Khan seemed to view gym and sports activities as more than an opportunity for physical bonding; he also appeared to consider them moral and pure, an alternative to the decadent temptations of contemporary society. Healthy living, as a doctrine, appears to have been close to his radical heart. In Khan's talks to young Muslims and potential recruits, he reportedly made numerous references to keeping fit. His talks "focused on clean living, staying away from crime and drugs, and the value of sport and outdoor activity," says the British government's 7/7 report. Perhaps it was the gym setting that nurtured the 7/7 cell's combination of arrogance and fury, its seeming belief that they were good and the rest of us were rotten.

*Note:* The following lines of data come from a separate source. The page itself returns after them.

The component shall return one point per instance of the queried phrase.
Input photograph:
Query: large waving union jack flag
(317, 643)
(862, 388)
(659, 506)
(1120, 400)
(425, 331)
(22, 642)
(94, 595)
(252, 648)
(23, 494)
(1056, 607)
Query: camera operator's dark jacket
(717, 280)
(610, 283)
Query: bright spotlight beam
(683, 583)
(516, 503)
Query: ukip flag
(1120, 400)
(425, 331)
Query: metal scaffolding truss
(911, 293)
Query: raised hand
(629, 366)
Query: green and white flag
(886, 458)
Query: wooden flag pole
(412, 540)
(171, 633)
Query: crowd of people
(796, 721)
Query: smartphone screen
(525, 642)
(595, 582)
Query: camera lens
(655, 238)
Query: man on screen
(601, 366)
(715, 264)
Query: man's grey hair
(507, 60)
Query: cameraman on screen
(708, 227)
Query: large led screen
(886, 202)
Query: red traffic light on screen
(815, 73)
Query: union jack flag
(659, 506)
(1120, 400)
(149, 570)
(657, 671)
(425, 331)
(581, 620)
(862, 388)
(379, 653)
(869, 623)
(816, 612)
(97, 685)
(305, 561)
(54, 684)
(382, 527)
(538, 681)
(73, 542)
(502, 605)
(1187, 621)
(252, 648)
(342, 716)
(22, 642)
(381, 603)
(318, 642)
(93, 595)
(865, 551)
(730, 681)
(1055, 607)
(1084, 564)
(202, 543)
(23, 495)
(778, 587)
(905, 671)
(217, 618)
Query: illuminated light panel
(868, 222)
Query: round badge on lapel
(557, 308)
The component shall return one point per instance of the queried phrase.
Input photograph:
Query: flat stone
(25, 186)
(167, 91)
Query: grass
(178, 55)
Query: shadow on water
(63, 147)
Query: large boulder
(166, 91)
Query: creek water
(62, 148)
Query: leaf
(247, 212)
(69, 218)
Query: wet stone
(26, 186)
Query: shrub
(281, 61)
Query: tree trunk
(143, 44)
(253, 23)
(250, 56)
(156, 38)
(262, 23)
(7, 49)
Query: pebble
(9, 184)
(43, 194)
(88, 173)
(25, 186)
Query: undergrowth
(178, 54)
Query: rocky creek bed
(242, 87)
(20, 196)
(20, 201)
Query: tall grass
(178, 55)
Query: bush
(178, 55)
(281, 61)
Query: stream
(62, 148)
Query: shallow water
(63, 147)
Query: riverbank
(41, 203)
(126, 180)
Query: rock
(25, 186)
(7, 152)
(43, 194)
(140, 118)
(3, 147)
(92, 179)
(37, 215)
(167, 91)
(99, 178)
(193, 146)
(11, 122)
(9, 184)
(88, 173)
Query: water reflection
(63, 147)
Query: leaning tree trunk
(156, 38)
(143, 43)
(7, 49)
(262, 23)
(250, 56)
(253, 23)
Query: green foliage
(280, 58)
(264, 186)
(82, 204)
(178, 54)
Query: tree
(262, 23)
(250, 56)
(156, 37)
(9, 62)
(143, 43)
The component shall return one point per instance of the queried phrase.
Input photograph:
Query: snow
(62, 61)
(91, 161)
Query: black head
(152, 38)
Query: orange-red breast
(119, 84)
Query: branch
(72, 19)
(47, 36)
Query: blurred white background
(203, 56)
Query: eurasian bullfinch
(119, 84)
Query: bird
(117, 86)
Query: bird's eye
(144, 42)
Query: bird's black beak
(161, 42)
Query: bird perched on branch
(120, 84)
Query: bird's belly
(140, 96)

One of the chief suspects in the Madrid bombings, Moroccan immigrant Jamal Zougam, was also known for his devotion to keeping fit. Zougam ran a mobile-phone shop in an immigrant quarter in Madrid, and he is thought to have provided the mobile phones for the remote detonators that exploded the bombs and killed 191 commuters in March 2004. According to reports, he was a "gym-loving man." The French newspaper Le Monde reported that his friends and acquaintances were shocked to discover Zougam's involvement in the Madrid bombings, because he liked nothing better than attending the "gym or the discotèchque." The bomb that did not explode, and that subsequently led police to Zougam's shop, had been planted in a gym bag. It is also reported that Zougam and Sarhane Ben Abdelmajid Fakhet, the Tunisian ringleader of the Madrid bombings who blew himself up when surrounded by Spanish police a few weeks later, attended gym together and sometimes discussed politics there.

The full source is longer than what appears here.